Le blog de Hélène CERLES

CONAKRY-GUINÉE

Vendredi 17 novembre 2017

DE L'AEROPORT PARIS CHARLES DE GAULLE AU QUARTIER LA MINIERE, GUINEE CONAKRY

Lundi 30 octobre.

8 h du matin. Froid. Crachin.

Je porte mon grand sac à dos rose, dans le RER B morose. Petit sentiment de début d'épopée. J'arrive dans l’immense Aéroport Paris Charles de Gaulle. Le voyage commence là, dans ce non-lieu futuriste et aseptisé, aux infinis protocoles de contrôles. Déjà, j'hallucine un peu. Je retrouve mes compagnons d'aventure : Ashille Constantin, Romain Bertrand, Chrystelle Avril.

L'espace Duty Free exhibe ses produits de luxe dans une ambiance pailletée frôlant l'indécence. Nous pressentons le choc des contrastes. Et nous voilà happés quelques minutes de trop. Course contre la montre dans les larges couloirs blancs.

OUF.

Nous y sommes.

Moins une.

Transpiration.

Porte d'embarquement 33. Vol Air France AF0727 en direction de Conakry, Guinée.

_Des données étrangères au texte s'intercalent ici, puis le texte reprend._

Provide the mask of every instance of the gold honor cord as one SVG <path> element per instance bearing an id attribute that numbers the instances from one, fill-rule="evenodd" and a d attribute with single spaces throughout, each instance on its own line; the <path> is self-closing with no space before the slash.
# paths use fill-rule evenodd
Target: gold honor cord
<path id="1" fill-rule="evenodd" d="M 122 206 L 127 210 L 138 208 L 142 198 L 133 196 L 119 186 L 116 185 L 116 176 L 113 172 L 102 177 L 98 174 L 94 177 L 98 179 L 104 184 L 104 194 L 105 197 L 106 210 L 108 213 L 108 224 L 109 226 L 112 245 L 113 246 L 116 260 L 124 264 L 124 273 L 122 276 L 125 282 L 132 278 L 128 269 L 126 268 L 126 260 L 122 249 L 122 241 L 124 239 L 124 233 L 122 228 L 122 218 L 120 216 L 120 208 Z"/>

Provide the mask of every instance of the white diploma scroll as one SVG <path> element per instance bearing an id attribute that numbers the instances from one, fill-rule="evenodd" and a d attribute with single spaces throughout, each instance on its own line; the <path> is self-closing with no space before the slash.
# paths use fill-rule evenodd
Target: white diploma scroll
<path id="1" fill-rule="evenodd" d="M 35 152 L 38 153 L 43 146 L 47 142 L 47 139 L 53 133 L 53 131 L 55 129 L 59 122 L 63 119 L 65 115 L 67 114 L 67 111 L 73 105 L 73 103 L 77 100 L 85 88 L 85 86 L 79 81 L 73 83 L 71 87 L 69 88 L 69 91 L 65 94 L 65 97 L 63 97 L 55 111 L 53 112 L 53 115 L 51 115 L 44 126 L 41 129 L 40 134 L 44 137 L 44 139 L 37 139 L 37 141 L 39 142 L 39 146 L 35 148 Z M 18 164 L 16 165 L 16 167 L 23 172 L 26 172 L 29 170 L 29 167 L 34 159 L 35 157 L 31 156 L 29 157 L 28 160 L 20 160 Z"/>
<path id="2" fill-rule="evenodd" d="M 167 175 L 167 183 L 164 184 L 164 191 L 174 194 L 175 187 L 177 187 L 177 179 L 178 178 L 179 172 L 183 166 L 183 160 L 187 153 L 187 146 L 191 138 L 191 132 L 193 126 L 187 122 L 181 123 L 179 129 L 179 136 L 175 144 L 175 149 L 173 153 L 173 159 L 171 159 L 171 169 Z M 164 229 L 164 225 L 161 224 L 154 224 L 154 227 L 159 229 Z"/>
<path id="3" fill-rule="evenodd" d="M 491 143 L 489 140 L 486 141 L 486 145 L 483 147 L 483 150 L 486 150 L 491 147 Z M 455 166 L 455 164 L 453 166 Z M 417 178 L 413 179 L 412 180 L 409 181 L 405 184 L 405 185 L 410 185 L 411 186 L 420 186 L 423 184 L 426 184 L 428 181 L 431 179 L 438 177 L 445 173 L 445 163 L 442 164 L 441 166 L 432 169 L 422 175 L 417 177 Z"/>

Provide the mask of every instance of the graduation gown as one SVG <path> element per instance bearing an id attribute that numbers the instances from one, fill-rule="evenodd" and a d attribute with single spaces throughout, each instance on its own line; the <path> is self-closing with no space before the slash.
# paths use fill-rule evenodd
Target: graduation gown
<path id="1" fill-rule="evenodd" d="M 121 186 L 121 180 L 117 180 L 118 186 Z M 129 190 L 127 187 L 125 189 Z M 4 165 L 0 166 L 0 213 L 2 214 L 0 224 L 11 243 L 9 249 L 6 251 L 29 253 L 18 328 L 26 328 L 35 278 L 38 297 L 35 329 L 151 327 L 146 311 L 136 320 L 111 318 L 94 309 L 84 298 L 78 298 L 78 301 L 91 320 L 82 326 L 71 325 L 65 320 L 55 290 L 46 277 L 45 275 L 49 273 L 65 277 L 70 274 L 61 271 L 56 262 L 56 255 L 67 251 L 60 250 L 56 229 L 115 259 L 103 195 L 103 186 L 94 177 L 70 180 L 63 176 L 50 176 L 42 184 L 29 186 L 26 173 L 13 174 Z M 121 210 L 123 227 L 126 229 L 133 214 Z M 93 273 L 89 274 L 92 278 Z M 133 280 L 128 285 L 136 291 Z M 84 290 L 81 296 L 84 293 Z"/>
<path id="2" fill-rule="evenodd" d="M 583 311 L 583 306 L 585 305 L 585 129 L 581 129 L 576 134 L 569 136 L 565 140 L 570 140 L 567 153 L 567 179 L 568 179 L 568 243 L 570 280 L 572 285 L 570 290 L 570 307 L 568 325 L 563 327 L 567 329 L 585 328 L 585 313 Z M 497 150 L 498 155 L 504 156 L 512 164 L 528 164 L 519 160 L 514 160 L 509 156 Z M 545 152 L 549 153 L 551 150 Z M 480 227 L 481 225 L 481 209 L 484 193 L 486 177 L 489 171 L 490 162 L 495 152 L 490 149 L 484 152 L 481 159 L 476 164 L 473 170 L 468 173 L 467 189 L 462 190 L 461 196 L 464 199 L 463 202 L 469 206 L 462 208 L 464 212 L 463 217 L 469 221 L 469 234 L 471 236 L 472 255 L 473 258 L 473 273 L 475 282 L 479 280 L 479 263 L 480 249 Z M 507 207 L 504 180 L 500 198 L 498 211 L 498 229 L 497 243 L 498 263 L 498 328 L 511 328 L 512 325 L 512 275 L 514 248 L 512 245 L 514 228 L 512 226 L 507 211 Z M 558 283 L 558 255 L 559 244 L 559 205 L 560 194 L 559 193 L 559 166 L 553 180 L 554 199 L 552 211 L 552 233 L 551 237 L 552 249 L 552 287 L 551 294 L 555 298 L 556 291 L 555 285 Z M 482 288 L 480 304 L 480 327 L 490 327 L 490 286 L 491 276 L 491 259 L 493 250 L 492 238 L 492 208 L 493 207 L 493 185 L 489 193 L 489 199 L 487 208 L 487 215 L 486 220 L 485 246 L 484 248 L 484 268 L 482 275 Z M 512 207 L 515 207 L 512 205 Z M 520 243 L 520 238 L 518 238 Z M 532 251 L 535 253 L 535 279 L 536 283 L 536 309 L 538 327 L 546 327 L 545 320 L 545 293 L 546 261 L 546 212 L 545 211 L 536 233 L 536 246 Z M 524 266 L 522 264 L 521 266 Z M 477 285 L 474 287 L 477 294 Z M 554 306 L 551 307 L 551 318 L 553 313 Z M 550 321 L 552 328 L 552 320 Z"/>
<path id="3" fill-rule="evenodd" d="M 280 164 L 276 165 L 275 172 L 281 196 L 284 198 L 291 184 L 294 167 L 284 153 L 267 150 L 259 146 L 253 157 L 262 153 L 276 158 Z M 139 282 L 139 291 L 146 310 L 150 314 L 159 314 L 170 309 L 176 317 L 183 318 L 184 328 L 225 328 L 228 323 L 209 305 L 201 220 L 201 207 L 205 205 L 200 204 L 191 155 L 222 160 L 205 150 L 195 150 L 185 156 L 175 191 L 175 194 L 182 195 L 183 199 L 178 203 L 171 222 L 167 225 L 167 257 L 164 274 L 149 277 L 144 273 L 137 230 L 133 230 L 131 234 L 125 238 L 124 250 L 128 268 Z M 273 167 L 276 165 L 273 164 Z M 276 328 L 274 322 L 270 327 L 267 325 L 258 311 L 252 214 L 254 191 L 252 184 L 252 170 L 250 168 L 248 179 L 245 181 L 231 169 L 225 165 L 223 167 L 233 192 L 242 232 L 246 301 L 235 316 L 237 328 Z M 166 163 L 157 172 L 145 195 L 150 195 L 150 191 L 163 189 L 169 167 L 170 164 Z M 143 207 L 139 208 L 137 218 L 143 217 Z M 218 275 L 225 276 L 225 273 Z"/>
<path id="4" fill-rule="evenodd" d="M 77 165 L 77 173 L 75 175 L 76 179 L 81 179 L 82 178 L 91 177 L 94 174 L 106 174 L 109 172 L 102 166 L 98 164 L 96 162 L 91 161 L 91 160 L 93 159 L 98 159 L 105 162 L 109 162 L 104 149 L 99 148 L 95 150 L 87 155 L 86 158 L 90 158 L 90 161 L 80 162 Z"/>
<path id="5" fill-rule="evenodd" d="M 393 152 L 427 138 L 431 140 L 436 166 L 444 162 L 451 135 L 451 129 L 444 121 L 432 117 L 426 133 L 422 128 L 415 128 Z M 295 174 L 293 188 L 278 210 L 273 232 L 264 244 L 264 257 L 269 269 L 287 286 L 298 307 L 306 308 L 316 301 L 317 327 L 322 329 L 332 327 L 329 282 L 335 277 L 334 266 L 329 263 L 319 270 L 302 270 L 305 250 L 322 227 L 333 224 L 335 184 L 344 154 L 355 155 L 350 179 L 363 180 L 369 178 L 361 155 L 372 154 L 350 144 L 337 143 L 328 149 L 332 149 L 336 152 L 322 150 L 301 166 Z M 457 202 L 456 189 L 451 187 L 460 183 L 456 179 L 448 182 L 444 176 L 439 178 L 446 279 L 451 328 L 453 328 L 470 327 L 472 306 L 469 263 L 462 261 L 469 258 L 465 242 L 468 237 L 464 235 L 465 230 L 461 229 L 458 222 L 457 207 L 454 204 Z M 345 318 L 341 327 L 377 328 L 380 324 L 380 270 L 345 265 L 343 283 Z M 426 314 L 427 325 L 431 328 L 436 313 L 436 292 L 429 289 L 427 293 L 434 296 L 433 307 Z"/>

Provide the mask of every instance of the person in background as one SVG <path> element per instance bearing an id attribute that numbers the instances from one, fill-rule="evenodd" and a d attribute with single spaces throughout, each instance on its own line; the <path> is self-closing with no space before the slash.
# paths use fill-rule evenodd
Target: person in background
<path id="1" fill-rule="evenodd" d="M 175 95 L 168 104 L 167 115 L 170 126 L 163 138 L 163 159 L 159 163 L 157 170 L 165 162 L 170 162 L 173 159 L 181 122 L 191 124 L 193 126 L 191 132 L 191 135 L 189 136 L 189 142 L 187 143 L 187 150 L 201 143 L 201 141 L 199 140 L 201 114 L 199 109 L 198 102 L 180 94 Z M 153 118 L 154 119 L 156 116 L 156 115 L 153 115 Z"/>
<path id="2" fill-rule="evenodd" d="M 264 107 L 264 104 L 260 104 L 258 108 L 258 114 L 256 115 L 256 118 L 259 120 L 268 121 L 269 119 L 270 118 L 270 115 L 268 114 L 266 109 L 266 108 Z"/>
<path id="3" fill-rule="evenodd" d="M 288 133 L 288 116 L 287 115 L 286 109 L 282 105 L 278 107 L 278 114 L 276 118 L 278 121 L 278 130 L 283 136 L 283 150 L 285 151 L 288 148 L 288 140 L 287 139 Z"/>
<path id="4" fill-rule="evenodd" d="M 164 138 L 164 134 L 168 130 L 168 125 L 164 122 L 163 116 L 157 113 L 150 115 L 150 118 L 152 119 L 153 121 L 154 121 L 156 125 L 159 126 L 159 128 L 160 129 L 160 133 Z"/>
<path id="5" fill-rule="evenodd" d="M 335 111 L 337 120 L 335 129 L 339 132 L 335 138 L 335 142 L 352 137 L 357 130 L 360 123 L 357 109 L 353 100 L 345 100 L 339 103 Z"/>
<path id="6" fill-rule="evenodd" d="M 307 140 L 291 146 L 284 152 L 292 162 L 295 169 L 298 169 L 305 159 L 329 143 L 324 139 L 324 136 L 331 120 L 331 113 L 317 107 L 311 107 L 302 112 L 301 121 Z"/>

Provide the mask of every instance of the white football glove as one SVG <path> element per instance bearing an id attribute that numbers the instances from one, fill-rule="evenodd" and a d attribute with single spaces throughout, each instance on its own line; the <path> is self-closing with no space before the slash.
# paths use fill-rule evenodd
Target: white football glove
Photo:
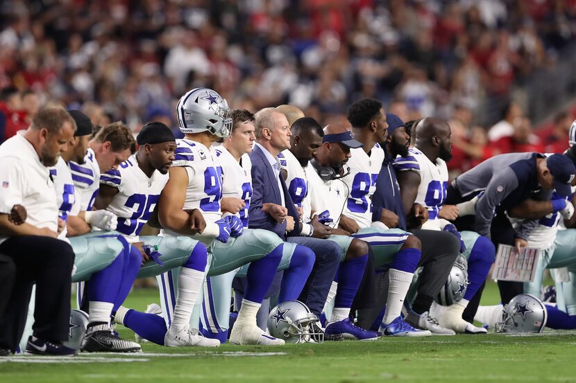
<path id="1" fill-rule="evenodd" d="M 107 210 L 87 211 L 86 223 L 105 231 L 116 230 L 118 217 Z"/>
<path id="2" fill-rule="evenodd" d="M 574 205 L 572 204 L 572 202 L 568 201 L 566 202 L 566 207 L 561 210 L 559 213 L 562 215 L 562 217 L 564 220 L 570 220 L 574 214 Z"/>

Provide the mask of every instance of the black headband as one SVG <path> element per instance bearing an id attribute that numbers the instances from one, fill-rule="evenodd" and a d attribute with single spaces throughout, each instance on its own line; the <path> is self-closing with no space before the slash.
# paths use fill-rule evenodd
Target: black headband
<path id="1" fill-rule="evenodd" d="M 136 137 L 136 142 L 138 145 L 146 143 L 154 144 L 162 142 L 176 141 L 174 134 L 170 128 L 162 123 L 148 123 L 142 127 L 138 136 Z"/>

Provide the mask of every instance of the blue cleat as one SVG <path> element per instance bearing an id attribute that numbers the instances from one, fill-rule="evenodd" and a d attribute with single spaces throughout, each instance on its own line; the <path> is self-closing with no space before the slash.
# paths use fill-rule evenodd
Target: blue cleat
<path id="1" fill-rule="evenodd" d="M 367 331 L 355 325 L 350 318 L 328 324 L 326 326 L 325 333 L 329 337 L 341 335 L 345 339 L 360 341 L 372 341 L 380 337 L 380 335 L 375 331 Z"/>
<path id="2" fill-rule="evenodd" d="M 556 303 L 556 286 L 549 285 L 543 287 L 541 294 L 542 301 L 545 303 Z"/>
<path id="3" fill-rule="evenodd" d="M 380 325 L 380 332 L 384 337 L 430 337 L 432 335 L 427 330 L 418 330 L 404 321 L 400 317 L 397 317 L 389 324 Z"/>

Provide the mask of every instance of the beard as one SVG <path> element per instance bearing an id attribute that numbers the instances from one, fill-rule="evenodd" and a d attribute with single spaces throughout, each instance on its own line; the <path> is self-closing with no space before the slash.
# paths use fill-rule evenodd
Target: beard
<path id="1" fill-rule="evenodd" d="M 58 161 L 58 154 L 53 155 L 48 151 L 48 147 L 44 145 L 40 152 L 40 162 L 44 166 L 54 166 Z"/>
<path id="2" fill-rule="evenodd" d="M 452 148 L 446 149 L 444 145 L 440 145 L 440 153 L 438 154 L 438 157 L 444 160 L 446 162 L 448 162 L 452 159 Z"/>
<path id="3" fill-rule="evenodd" d="M 399 144 L 393 139 L 390 142 L 390 150 L 393 157 L 399 154 L 400 157 L 405 157 L 408 155 L 408 147 Z"/>

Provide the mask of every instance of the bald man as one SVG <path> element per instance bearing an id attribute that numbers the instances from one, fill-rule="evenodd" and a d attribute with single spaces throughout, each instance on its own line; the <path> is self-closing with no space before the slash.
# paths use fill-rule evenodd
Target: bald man
<path id="1" fill-rule="evenodd" d="M 433 305 L 431 314 L 438 318 L 442 327 L 456 332 L 486 333 L 486 329 L 464 321 L 462 314 L 486 280 L 494 262 L 495 249 L 486 237 L 473 231 L 459 232 L 448 220 L 458 216 L 457 208 L 443 206 L 448 184 L 446 161 L 452 157 L 451 132 L 448 123 L 438 118 L 424 118 L 416 125 L 415 134 L 415 145 L 408 150 L 408 155 L 394 161 L 404 211 L 410 212 L 415 203 L 425 207 L 429 218 L 421 229 L 454 234 L 461 242 L 461 253 L 468 260 L 469 285 L 464 299 L 443 310 L 435 309 Z M 409 228 L 411 224 L 417 224 L 416 220 L 407 221 Z"/>
<path id="2" fill-rule="evenodd" d="M 304 112 L 302 112 L 298 107 L 294 105 L 282 105 L 276 107 L 276 110 L 282 113 L 286 116 L 288 120 L 288 123 L 290 126 L 294 123 L 294 121 L 298 118 L 304 117 Z"/>
<path id="3" fill-rule="evenodd" d="M 300 118 L 296 121 L 292 127 L 295 126 L 298 127 L 300 122 L 305 119 Z M 307 186 L 307 190 L 301 194 L 310 199 L 312 215 L 328 213 L 326 215 L 329 216 L 330 220 L 330 222 L 326 222 L 325 224 L 332 229 L 332 234 L 328 237 L 328 239 L 337 242 L 343 249 L 342 259 L 344 261 L 337 274 L 338 285 L 337 287 L 333 285 L 333 290 L 335 290 L 333 291 L 333 293 L 335 293 L 334 313 L 337 316 L 337 313 L 341 310 L 343 305 L 340 295 L 341 288 L 344 286 L 341 285 L 344 280 L 348 280 L 351 278 L 350 276 L 344 278 L 342 271 L 345 269 L 346 261 L 350 259 L 350 253 L 353 251 L 356 243 L 369 244 L 373 251 L 374 263 L 376 265 L 390 265 L 391 269 L 397 271 L 397 269 L 402 267 L 399 265 L 398 259 L 403 259 L 404 256 L 411 252 L 416 251 L 419 253 L 419 242 L 414 236 L 404 231 L 388 229 L 384 225 L 382 225 L 382 227 L 380 228 L 362 227 L 353 233 L 339 227 L 340 220 L 344 217 L 342 212 L 348 203 L 349 194 L 349 187 L 341 179 L 348 174 L 350 170 L 347 166 L 346 171 L 343 170 L 343 168 L 350 157 L 350 152 L 362 150 L 363 144 L 354 139 L 348 130 L 338 124 L 330 124 L 319 133 L 321 136 L 322 143 L 316 150 L 314 159 L 310 161 L 312 166 L 305 168 L 305 175 L 307 176 L 307 182 L 302 183 L 302 184 Z M 308 141 L 307 137 L 310 137 L 310 135 L 301 134 L 298 145 L 303 145 L 305 148 L 309 146 L 312 141 Z M 307 162 L 304 161 L 306 159 L 305 157 L 303 157 L 301 152 L 294 150 L 292 153 L 296 157 L 296 159 L 300 161 L 303 166 L 304 164 L 302 163 Z M 289 175 L 294 170 L 289 166 Z M 307 186 L 308 181 L 310 187 Z M 291 190 L 293 188 L 291 188 Z M 305 216 L 307 215 L 312 216 L 310 213 L 305 212 Z M 314 215 L 314 217 L 318 219 L 317 216 Z M 393 278 L 393 272 L 392 272 Z M 355 276 L 361 277 L 361 274 L 362 270 Z M 373 275 L 373 271 L 371 274 Z M 409 280 L 412 280 L 411 276 Z M 366 285 L 369 284 L 366 283 Z M 407 286 L 406 291 L 407 291 Z M 400 312 L 402 302 L 405 296 L 405 291 L 403 292 L 401 289 L 391 289 L 387 297 L 386 314 L 389 316 L 390 319 L 384 319 L 382 323 L 378 323 L 375 329 L 379 329 L 386 336 L 430 336 L 431 335 L 430 331 L 414 329 L 402 321 Z M 366 293 L 364 292 L 364 294 Z M 356 304 L 358 303 L 356 302 Z M 326 317 L 329 323 L 334 320 L 330 317 L 330 310 L 326 310 Z M 369 323 L 369 325 L 371 324 L 371 323 Z M 330 326 L 327 327 L 327 332 L 328 332 L 329 327 Z"/>

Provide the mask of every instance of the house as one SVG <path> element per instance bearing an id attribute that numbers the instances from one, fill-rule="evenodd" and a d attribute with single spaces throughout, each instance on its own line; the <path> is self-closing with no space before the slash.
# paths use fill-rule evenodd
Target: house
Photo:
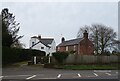
<path id="1" fill-rule="evenodd" d="M 46 55 L 52 55 L 56 52 L 56 43 L 53 38 L 41 38 L 41 36 L 33 36 L 30 39 L 30 49 L 44 51 Z"/>
<path id="2" fill-rule="evenodd" d="M 76 54 L 80 55 L 93 55 L 94 46 L 93 43 L 88 38 L 88 33 L 85 30 L 83 33 L 83 38 L 77 38 L 65 41 L 62 37 L 61 43 L 56 47 L 56 51 L 60 52 L 71 52 L 74 51 Z"/>

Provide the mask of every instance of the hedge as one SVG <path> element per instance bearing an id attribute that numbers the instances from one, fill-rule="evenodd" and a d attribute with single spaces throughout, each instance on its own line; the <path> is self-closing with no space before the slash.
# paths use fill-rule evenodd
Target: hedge
<path id="1" fill-rule="evenodd" d="M 32 49 L 2 47 L 2 64 L 31 60 L 32 56 L 45 56 L 45 52 Z"/>

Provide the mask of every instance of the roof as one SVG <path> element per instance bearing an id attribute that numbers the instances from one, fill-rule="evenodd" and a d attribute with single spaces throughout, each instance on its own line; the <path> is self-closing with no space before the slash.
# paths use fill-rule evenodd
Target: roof
<path id="1" fill-rule="evenodd" d="M 54 39 L 52 38 L 44 38 L 44 39 L 39 39 L 42 44 L 45 46 L 48 46 L 48 44 L 51 44 Z"/>
<path id="2" fill-rule="evenodd" d="M 60 43 L 58 46 L 68 46 L 68 45 L 79 44 L 79 42 L 80 42 L 82 39 L 83 39 L 83 38 L 77 38 L 77 39 L 67 40 L 67 41 L 64 41 L 64 42 Z"/>

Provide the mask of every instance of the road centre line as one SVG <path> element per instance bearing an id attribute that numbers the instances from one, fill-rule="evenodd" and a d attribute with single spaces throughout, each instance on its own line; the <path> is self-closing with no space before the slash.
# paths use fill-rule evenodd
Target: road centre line
<path id="1" fill-rule="evenodd" d="M 59 74 L 58 76 L 57 76 L 57 78 L 60 78 L 61 77 L 61 74 Z"/>
<path id="2" fill-rule="evenodd" d="M 98 76 L 98 74 L 96 74 L 96 73 L 93 73 L 96 77 Z"/>
<path id="3" fill-rule="evenodd" d="M 81 77 L 81 75 L 78 73 L 78 77 Z"/>
<path id="4" fill-rule="evenodd" d="M 34 77 L 36 77 L 36 75 L 33 75 L 33 76 L 28 77 L 28 78 L 26 78 L 26 79 L 29 80 L 29 79 L 34 78 Z"/>
<path id="5" fill-rule="evenodd" d="M 107 74 L 107 75 L 109 75 L 109 76 L 111 75 L 110 73 L 105 73 L 105 74 Z"/>
<path id="6" fill-rule="evenodd" d="M 94 70 L 94 72 L 111 72 L 111 70 Z"/>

Lectures des pièces écrites pour le Festival. Repas sous vide étonnamment mangeable. Cognac. Sieste. Atterrissage.

Nous voilà en Afrique. 32°C. Air étouffant. Odeurs de pots d'échappements, de feu de bois et de plastique brûlé. Je peine à respirer ces premières bouffées d'air, nouvelles. Alfadjo Balde, dit Oldo, qui s'occupe de la logistique du festival, est venu nous chercher. Nous sommes huit, plus nos valises, pour une vieille voiture cinq places. On se tasse, et c'est parti !

Vitres ouvertes, tubes des années 90' à la radio, nous nous étonnons de tout ce qu'on observe derrière la fenêtre, les sens aux aguets.

Le long de la route, des petites installations précaires et commerciales, incongrues. Ici, des dizaines de chaises hautes, côte à côte. Là, des matelas fleuris de style années soixante-dix sont entassés sur une bâche. Partout, des petits stands de fruits et légumes. Des pneus empilés et des voitures cabossées en réparation devant une cabane de bois et de taule : un garage automobile.

Puis un autre.

Et un autre.

Des femmes se font des tresses. D'autres cuisinent sur des braseros.

Ici, la vie semble se vivre à l'extérieur.

Un jeune homme nous crie « Foté ! » « Foté !» avec un sourire curieux et malicieux . « Foté » ça veut dire « blanc ». Et ce mot, on l'entendra souvent.

Nous suivons un camion blanc dont à l'arrière est inscrit « Bonne chance et n'oublies pas ta maman ». Ça nous fait sourire. Surtout au beau milieu de cette circulation chaotique où nous ne décelons ni panneaux, ni règles. À côté de nous, d'autres voitures, bondées, se rangent en files anarchiques. Et des motos, entres elles, se faufilent. Les casques ne semblent pas obligatoires. Des affiches incitent la population à arrêter l’excision des femmes. Ici, elles sont excisées à 99%.

Partout, des panneaux publicitaire de la société Orange, qui se félicite de la qualité de ses services en Guinée.

Des scènes se jouent toutes les deux secondes. Pris dans les embouteillages, dans le tumulte des klaxons et des conversations, nous observons, spectateurs.

Des femmes, portent sur la tête des bassines en plastique pleines de produits de première nécessité. Elle marchent sur la route, tentant de les vendre de fenêtres en fenêtres. Parmi elles, des enfants se frayent une place pour vendre de l'eau en sac plastique.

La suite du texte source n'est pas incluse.